Hace 75 años, un puñado de misioneras españolas aterrizaron en Tánger, en el norte de Marruecos, con un objetivo: ayudar. Desde entonces, han educado y alimentado a los refugiados españoles de la guerra civil, atendido a los migrantes subsaharianos escondidos en los bosques y enseñado a cientos de mujeres marroquíes el oficio de la costura.
El trabajo de estas seglares en la ciudad costera acaba este octubre, cuando, después de 27 años allí, la última de la comunidad creada por aquellas pioneras, María Rosa Clotet, regresa a España y pone fin a la misión Pro Ecclesia en Tánger. El motivo: no hay quien las reemplace.
Esta mujer de 77 años recibe a EFE en el arzobispado de Tánger junto a dos de sus compañeras, Manoli López (87 años) y María Carmen Navas (80), que también estuvieron en la ciudad marroquí en diferentes épocas.
Las tres repasan sonrientes álbumes de fotos en las que se las ve en un antiguo orfanato, en la escuela de costura que fundaron o en barriadas pobres tangerinas donde vivían los republicanos españoles republicanos huidos de la guerra civil.
Los españoles, los más pobres
Estos españoles fueron los primeros de los que se ocuparon las misioneras, nada más llegar a Tánger en 1950. Habían pasado once años desde el final de la guerra en España y miles de republicanos cruzaron el Estrecho de Gibraltar buscando refugio en Tánger, que tenía entonces el estatus de Zona Internacional bajo el protectorado de varios países.
Allí confluían católicos, musulmanes y judíos, africanos y europeos, y entre los más pobres estaban los españoles, que se habían ido de su país prácticamente sin nada. “La pobreza española era muchísima,” cuenta María Rosa.
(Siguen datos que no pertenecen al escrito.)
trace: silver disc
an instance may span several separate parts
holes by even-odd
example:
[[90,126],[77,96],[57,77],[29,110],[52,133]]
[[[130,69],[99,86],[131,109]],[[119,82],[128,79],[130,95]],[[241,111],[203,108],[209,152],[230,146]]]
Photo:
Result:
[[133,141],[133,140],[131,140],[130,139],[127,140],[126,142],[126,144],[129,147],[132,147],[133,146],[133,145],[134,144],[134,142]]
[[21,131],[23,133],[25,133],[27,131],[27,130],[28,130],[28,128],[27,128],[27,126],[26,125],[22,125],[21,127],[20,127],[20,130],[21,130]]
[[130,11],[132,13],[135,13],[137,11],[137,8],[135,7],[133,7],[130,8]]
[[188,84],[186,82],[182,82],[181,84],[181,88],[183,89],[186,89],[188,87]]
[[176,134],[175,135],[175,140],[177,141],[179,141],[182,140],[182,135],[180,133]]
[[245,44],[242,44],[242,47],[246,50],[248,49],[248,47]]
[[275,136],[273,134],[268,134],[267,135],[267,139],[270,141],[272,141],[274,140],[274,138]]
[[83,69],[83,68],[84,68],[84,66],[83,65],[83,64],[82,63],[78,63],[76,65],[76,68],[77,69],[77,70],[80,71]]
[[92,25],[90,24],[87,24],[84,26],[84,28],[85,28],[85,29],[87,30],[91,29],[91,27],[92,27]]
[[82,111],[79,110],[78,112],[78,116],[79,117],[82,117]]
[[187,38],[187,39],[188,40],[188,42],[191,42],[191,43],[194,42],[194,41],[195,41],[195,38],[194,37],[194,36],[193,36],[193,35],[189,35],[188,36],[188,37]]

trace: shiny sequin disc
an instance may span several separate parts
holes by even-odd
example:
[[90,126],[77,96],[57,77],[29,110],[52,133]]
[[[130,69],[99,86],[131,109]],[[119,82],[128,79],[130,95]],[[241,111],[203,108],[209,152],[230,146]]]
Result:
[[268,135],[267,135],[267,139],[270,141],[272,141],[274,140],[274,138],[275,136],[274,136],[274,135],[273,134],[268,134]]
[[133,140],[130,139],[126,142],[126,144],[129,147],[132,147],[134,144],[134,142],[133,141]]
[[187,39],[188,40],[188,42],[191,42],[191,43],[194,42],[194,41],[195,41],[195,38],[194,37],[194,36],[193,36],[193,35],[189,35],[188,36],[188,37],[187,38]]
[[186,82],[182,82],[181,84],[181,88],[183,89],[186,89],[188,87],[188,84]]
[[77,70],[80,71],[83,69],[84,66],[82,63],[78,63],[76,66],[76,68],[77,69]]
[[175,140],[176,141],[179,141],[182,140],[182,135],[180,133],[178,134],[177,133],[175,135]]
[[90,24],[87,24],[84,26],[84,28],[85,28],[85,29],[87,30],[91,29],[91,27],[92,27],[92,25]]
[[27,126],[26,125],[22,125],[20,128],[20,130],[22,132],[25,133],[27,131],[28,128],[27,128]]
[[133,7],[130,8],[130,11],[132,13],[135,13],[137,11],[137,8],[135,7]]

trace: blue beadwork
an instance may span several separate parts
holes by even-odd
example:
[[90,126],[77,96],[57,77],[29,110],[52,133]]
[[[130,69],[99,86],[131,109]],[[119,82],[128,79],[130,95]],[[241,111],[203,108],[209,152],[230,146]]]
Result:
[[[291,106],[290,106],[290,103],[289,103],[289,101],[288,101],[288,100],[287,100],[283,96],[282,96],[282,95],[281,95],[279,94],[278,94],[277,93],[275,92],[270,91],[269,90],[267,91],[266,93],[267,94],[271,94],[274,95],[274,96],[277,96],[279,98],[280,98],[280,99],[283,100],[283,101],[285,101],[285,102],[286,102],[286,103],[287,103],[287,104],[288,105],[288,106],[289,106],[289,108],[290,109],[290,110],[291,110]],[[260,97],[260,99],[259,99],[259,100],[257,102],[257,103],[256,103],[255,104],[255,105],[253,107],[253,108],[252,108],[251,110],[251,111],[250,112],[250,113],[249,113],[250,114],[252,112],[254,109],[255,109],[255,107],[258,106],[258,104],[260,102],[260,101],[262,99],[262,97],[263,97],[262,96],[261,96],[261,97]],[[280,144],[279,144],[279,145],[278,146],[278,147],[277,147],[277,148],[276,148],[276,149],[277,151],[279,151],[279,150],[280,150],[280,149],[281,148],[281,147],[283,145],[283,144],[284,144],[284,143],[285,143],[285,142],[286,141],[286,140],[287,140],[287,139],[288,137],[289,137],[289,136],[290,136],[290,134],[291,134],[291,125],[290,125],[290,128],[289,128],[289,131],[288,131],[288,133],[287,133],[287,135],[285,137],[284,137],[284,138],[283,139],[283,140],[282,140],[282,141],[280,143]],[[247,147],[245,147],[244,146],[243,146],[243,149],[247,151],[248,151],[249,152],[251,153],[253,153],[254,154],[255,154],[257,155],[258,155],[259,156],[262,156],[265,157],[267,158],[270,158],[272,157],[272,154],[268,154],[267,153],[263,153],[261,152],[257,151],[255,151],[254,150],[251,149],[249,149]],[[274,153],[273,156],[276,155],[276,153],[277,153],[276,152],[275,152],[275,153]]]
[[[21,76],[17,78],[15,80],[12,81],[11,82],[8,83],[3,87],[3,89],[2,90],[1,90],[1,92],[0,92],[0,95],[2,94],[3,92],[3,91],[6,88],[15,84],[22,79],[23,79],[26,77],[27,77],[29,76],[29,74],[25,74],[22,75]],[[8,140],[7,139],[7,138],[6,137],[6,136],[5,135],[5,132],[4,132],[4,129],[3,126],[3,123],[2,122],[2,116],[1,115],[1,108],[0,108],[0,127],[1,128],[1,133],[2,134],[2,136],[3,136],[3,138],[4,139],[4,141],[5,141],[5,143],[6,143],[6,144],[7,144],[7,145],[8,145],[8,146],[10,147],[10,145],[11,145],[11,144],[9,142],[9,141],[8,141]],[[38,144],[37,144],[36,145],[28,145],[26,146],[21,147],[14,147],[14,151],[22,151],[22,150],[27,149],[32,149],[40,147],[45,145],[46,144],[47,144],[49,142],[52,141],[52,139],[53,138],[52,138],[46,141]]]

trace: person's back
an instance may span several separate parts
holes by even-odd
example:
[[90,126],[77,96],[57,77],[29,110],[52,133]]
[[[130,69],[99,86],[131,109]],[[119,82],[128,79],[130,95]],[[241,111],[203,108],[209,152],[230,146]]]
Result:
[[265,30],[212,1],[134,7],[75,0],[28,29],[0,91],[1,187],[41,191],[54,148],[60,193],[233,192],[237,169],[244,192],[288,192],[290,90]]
Manoli, que estuvo en Tánger entre 1972 y 1980, señala una fotografía en blanco y negro de chabolas de lata. Eran las casas de los españoles en los arrabales de Tánger, cuenta, donde ella atendió a algunos de ellos. La ciudad, afirma, ha cambiado muchísimo. “Es una alegría no ver niños por las calles pidiendo, era de las cosas que más te cogían el corazón”.
Después de que en 1956, con la independencia de Marruecos, Tánger pasara a ser territorio marroquí, la orden fundó un orfanato en el que se mezclaban las tres religiones, que tuvo que cerrar años después por los “impedimentos insuperables” -dice un documento de la misión- de una sociedad cada vez más orientada al islam.
Llegó a tener 30 niños, a los que las misioneras vestían, recuerdan, con uniformes hechos de la tela de los sacos de harina que llegaban de América. “Eran preciosos, con cintas. Iban hechos un primor”, dice Manoli sonriente.
La comunidad fundó en 1968 una escuela de costura con un método visual ideado por una misionera y homologado por el Gobierno marroquí, donde las mujeres aprenden aún hoy en día corte, confección y bordado. También, explica María Rosa, dieron cursos de tres meses para “coser a la recta”: prepararlas para las fábricas que se fueron instalando en el norte marroquí y sirven a grandes marcas europeas.
Migrantes 'perdidos' en el mar
Aunque la mayoría son marroquíes, en la escuela hay también mujeres subsaharianas, en una ciudad que funciona como lugar de paso de migrantes en espera de cruzar a España atravesando el estrecho en un arriesgado viaje por mar. María Rosa tiene grabado el caso de una estudiante de Senegal madre de una niña de 5 años.
“Le encantaba coser, tenía mucha mano, era algo fuera de serie. La chica podía haberse abierto camino aquí, pero quería irse, solo pensaba en eso”, relata. Ella, su niña y su marido se metieron en una patera y “se perdieron en el mar”, engrosando la lista de fallecidos en su intento de cruzar a Europa.
Y es que los migrantes son otra comunidad que estas mujeres se empeñaron en ayudar. Tras llegar a Tánger en 1997, María Rosa iba a los bosques aledaños a la ciudad, donde se refugiaban esperando a cruzar el mar, y les llevaba comida.
Su labor con las mujeres, los migrantes y los niños acaba este mes. La edad y “la falta de vocaciones” ponen fin a 75 años asistiendo a la transformación de Tánger. Aunque, tras una vida dedicada a los demás, la inercia les lleva a seguir queriendo ayudar.
“Nos hemos hecho mayores, sencillamente, y no hay relevo. Somos muy poquitas y algunas están muy enfermas. Nos vamos a una residencia para que nos atiendan, aunque de momento también podemos acompañar allí: ella da clases de castañuelas”, dice María Rosa señalando a una sonriente Manoli.